P6.07 AORTIC STIFFNESS IS AN INDEPENDENT PREDICTOR OF NEW ONSET ATRIAL FIBRILLATION IN CHRONIC HEART FAILURE PATIENTS WITH REDUCED SYSTOLIC FUNCTION

Authors
S. Bonapace1, A. Rossi2, M.A. Cicoira2, G. Arcaro3, F. Valbusa3, E. Barbieri1, C. Vassanelli2
1Division of Cardiology, Sacro Cuore Hospital, Negrar-Verona, Italy
2Division of Cardiology, University of Verona, Verona, Italy
3Division of Medicine, sacro Cuore Hospital, Negrar-Verona, Italy
Available Online 2 December 2010.
DOI
10.1016/j.artres.2010.10.077How to use a DOI?
Open Access
This is an open access article distributed under the CC BY-NC license.

Background: Atrial fibrillation (AF) is the commonest supraventricular arrhythmia in chronic heart failure (CHF) with impaired left ventricular (LV) systolic function, The causes of its high incidence and prevalence in CHF are only partially understood.

Aim: To analyze the hemodynamic determinants of incident atrial fibrillation in CHF patients. Particulary, whether indexes of arterial stiffness might identify patients at risk for new onset AF.

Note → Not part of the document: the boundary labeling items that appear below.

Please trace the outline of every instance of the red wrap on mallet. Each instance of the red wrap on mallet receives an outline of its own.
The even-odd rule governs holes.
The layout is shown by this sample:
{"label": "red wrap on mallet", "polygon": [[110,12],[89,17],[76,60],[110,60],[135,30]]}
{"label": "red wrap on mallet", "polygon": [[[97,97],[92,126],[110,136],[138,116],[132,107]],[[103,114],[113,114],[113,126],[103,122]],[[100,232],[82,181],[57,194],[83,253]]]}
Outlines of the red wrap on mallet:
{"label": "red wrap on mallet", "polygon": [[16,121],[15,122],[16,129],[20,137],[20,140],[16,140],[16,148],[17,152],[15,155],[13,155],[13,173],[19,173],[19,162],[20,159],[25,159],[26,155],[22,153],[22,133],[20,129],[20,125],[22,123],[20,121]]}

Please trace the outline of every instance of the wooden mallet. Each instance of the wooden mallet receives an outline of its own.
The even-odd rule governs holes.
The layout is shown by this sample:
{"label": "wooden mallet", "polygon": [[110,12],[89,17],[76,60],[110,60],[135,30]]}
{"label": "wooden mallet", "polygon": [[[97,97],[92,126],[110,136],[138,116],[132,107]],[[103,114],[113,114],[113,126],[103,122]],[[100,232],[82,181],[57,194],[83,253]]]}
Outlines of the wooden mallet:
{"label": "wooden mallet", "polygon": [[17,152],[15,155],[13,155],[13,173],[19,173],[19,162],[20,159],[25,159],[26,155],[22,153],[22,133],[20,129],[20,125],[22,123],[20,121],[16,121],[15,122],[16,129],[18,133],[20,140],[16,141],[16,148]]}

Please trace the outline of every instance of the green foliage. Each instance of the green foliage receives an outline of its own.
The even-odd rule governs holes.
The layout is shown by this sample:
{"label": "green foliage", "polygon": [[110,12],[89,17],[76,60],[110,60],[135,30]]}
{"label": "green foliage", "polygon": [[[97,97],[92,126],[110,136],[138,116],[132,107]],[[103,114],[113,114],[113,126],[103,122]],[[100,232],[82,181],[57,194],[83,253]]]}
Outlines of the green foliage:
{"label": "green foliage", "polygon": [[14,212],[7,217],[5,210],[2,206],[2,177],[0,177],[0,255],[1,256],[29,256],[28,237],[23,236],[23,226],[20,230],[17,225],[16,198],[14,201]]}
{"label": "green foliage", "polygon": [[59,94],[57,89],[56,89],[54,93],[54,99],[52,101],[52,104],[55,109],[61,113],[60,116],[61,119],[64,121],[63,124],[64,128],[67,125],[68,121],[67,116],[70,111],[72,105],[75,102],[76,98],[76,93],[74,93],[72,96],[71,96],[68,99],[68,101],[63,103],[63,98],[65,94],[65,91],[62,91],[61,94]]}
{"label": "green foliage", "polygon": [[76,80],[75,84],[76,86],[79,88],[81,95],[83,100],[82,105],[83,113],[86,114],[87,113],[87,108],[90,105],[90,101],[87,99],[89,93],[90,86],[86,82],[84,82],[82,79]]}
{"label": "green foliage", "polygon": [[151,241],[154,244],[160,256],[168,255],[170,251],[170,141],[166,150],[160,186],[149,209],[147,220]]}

Methods: 77 patients (mean age 62.8±9.3 years, ejection fraction 34.5±8.3%, male 80%) were enrolled. All patients underwent a complete echocardiographic-Doppler evaluation. Aortic-pulse wave velocity (PWV) was determined by Doppler flow recordings as previously reported. Effective arterial elastance (Ea) was estimated as end-systolic pressure/stroke volume (SV). Total arterial compliance (SAC) was calculated as SV/PP.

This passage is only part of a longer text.